20-482.01. Effect of reorganization
A. On the effective date of a plan of reorganization, all of the following occur:
1. The converting mutual insurer becomes a converted stock insurer. The amended or restated articles of incorporation and bylaws of the converting mutual insurer shall be filed with the director as part of the plan and shall become effective on the effective date of the conversion. The director shall amend the certificate of authority of the converting mutual insurer on the effective date of the conversion.
2. All membership interests and rights in surplus of the converting mutual insurer are extinguished and the members of the converting mutual insurer become members of the mutual holding company in accordance with this article and the articles of incorporation and bylaws of the mutual holding company.
3. Any owner of one or more policies of insurance, other than a policy of reinsurance, issued by the converted stock insurer after the effective date of the conversion and, if permitted under the articles of incorporation or bylaws of the mutual holding company, any holder of one or more policies of insurance, other than a policy of reinsurance, issued by any other insurer that is a direct or indirect subsidiary or affiliate of the mutual holding company after the effective date of the reorganization becomes a member of the mutual holding company.
4. The mutual holding company or, if created, an intermediate stock holding company acquires and shall retain all shares of the voting stock of the converted stock insurer.
5. The mutual holding company acquires and shall retain all shares of the voting stock of any intermediate stock holding company.
6. A converted stock insurer continues the corporate existence of the converting mutual insurer. Except as provided in the plan, the conversion does not annul, modify or change any existing license or other authority or any of the existing civil actions, rights, contracts or liabilities of the converting mutual insurer. The converted stock insurer retains all property, debts and choses in action and every other interest belonging to the converting mutual insurer before the conversion without further action needed. On and after the effective date of the conversion, the converted stock insurer may exercise all rights and powers conferred and shall perform all duties imposed by law on insurers writing the classes of insurance written by the converted stock insurer, shall retain the rights and contracts of the converting mutual insurer existing immediately before the conversion and shall be subject to all obligations and liabilities of the converting mutual insurer existing immediately before the conversion, subject to the terms of the plan.
B. Any intermediate stock holding company created at the time of reorganization to hold the stock of the converting mutual insurer shall be incorporated under title 10 and may engage in any business or activity permitted by title 10.
C. The converted stock insurer and any intermediate stock holding company may issue to third parties debt securities, stock other than voting stock and voting stock if all of the following apply:
1. No shares of stock representing a majority of the voting power of all issued and outstanding voting stock of either the converted stock insurer or the intermediate stock holding company, if any, are issued to third parties.

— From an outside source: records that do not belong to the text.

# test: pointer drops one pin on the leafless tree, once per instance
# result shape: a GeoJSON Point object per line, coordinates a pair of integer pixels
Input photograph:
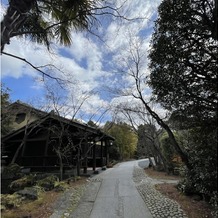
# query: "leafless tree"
{"type": "Point", "coordinates": [132, 65]}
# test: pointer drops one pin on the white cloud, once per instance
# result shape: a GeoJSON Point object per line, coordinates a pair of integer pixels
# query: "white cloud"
{"type": "Point", "coordinates": [87, 62]}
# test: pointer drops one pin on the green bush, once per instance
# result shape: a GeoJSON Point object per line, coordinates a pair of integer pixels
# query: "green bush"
{"type": "Point", "coordinates": [48, 183]}
{"type": "Point", "coordinates": [25, 181]}
{"type": "Point", "coordinates": [10, 201]}
{"type": "Point", "coordinates": [201, 178]}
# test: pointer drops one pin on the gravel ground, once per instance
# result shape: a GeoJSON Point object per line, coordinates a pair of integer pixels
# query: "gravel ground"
{"type": "Point", "coordinates": [159, 205]}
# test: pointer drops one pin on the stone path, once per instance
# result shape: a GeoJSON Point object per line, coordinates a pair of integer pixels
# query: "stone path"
{"type": "Point", "coordinates": [159, 205]}
{"type": "Point", "coordinates": [106, 197]}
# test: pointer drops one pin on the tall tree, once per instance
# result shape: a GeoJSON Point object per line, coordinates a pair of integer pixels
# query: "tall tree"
{"type": "Point", "coordinates": [5, 116]}
{"type": "Point", "coordinates": [183, 58]}
{"type": "Point", "coordinates": [43, 20]}
{"type": "Point", "coordinates": [125, 139]}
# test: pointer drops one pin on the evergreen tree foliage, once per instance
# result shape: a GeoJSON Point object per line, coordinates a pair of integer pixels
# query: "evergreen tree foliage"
{"type": "Point", "coordinates": [183, 64]}
{"type": "Point", "coordinates": [184, 58]}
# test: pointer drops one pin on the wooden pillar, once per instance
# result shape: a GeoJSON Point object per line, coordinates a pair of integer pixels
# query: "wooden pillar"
{"type": "Point", "coordinates": [94, 157]}
{"type": "Point", "coordinates": [102, 160]}
{"type": "Point", "coordinates": [78, 163]}
{"type": "Point", "coordinates": [106, 152]}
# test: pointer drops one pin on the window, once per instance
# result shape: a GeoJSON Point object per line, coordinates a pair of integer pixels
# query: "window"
{"type": "Point", "coordinates": [20, 118]}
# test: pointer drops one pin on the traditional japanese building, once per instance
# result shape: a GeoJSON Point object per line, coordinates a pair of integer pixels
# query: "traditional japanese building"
{"type": "Point", "coordinates": [43, 141]}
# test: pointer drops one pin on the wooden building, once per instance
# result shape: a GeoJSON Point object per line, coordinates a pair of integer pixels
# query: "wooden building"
{"type": "Point", "coordinates": [50, 141]}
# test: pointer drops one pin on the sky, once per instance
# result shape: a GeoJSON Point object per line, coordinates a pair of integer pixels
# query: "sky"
{"type": "Point", "coordinates": [92, 65]}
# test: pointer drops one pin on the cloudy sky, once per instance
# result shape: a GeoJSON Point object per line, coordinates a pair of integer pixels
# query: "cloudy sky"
{"type": "Point", "coordinates": [91, 65]}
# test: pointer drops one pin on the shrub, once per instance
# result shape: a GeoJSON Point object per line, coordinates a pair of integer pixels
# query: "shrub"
{"type": "Point", "coordinates": [10, 201]}
{"type": "Point", "coordinates": [48, 183]}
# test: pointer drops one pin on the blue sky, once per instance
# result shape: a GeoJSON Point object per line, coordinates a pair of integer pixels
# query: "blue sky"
{"type": "Point", "coordinates": [89, 64]}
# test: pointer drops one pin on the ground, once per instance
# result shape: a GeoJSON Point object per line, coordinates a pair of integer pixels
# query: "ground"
{"type": "Point", "coordinates": [193, 208]}
{"type": "Point", "coordinates": [42, 208]}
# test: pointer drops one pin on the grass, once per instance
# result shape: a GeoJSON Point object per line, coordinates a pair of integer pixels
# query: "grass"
{"type": "Point", "coordinates": [40, 208]}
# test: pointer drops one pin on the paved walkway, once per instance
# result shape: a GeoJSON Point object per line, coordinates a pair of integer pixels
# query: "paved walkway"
{"type": "Point", "coordinates": [120, 192]}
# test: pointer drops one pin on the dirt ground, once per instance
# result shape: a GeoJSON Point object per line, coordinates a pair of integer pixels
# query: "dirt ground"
{"type": "Point", "coordinates": [193, 208]}
{"type": "Point", "coordinates": [42, 208]}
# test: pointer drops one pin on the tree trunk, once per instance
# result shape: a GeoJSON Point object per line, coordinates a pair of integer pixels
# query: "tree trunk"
{"type": "Point", "coordinates": [182, 154]}
{"type": "Point", "coordinates": [17, 152]}
{"type": "Point", "coordinates": [15, 16]}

2. A majority of the voting stock of the converted stock insurance company is at all times owned by the mutual holding company or by the intermediate stock holding company, a majority of whose voting stock is held by the mutual holding company, and such majority interest in the converted stock insurance company and any intermediate stock holding company is not conveyed, transferred, assigned, pledged, subjected to a security interest or lien, placed in a voting trust, encumbered or otherwise hypothecated or alienated by the mutual holding company or by the intermediate stock holding company. Any conveyance, transfer, assignment, pledge, security interest, lien, placement in a voting trust, encumbrance or hypothecation or alienation of, in or on a majority of the voting shares of the converted stock insurer or the intermediate stock holding company in violation of this paragraph is void in inverse chronological order as to the shares necessary to constitute a majority of such voting stock.
D. Unless otherwise specified in the plan, the directors and officers of the converting mutual insurer shall serve as directors and officers of the mutual holding company, any intermediate stock holding company and the converted stock insurer until new directors and officers are elected.